A cette dame qui est arrivée alors que j’avais l’esprit troublé,

Je lui ai trouvé une paix  qui, dans le moment que je traversais, m’aurait certainement aidée.

Quelle était la clé? Pourquoi semblait-elle aussi heureuse? N’était-elle pas souvent perturbée?

À cette muse d’un soir, je me suis confiée.

Les gens ne sont pas comme toi, ma muse. Ils envoient souvent des flèches qui m’atteignent et me transpercent.

Comment fais-tu, dis le moi, n’es-tu jamais la cible de ces gens? Ne te sens tu jamais débordée?

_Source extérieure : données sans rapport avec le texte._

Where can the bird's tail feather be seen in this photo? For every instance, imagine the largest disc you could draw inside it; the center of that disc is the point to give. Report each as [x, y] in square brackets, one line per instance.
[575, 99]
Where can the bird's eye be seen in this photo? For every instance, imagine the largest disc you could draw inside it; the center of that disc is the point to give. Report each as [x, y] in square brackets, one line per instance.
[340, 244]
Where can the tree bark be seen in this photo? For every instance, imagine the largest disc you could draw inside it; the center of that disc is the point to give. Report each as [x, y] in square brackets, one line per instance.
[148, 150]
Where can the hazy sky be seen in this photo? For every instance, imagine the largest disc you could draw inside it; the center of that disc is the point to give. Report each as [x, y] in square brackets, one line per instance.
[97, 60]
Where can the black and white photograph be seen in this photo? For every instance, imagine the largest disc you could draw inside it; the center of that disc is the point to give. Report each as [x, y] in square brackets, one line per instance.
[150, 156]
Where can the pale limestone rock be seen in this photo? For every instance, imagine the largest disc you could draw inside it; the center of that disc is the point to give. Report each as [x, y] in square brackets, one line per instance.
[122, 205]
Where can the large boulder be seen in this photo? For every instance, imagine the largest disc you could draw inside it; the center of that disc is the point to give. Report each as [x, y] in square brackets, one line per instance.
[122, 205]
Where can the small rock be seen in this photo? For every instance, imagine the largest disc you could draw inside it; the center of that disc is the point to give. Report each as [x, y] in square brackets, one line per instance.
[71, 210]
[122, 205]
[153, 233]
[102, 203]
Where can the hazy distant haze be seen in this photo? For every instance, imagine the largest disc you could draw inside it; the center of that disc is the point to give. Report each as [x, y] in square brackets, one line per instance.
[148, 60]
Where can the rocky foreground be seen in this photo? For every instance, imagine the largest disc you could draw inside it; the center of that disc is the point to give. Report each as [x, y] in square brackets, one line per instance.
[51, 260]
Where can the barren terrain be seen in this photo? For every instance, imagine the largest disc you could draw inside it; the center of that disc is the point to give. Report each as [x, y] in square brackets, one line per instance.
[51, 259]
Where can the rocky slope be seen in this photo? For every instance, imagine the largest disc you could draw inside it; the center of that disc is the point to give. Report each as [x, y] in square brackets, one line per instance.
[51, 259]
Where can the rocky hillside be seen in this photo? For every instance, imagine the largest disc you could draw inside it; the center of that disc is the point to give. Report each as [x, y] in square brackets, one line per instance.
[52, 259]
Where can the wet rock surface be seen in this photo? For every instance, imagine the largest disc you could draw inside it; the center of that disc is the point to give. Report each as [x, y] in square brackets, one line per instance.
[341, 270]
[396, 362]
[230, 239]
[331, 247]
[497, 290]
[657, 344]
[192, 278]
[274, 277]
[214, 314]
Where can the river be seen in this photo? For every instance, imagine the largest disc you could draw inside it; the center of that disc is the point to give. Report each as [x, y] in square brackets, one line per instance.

Comment fais-tu pour avoir ce regard-là?

Venessa, je vais moi aussi me confier à toi.

La misère est bien grande

Mais pas que matérielle.

La misère humaine.

C’est elle qui me fait de la peine.

Qui me fait mal et me transperce,

Encore plus que la blessure infligée par la  feche qui me traverse

Alors écoute moi bien, ces flèches je les attrape

Et je les rends  à leur propriétaire,

En gardant ces yeux-là.

Il y en a qui étonnés changent la direction de leur tir,

vise désormais ce sur quoi ils ont bâti leur empire.

Mais d’autres s’entêtent et continuent à  viser dans la mauvaise direction.

Et sans s’en rendre compte, ajoute de la misère à leur addition.

Alors je lui ai demandé: que fais-tu donc  dans ce dernier cas?

Ce que je te conseille de faire Venessa:

Je ramasse les flèches et les rends sans réprobation, jusqu’à ce qu’ils comprennent

Que la bienveillance  est la solution.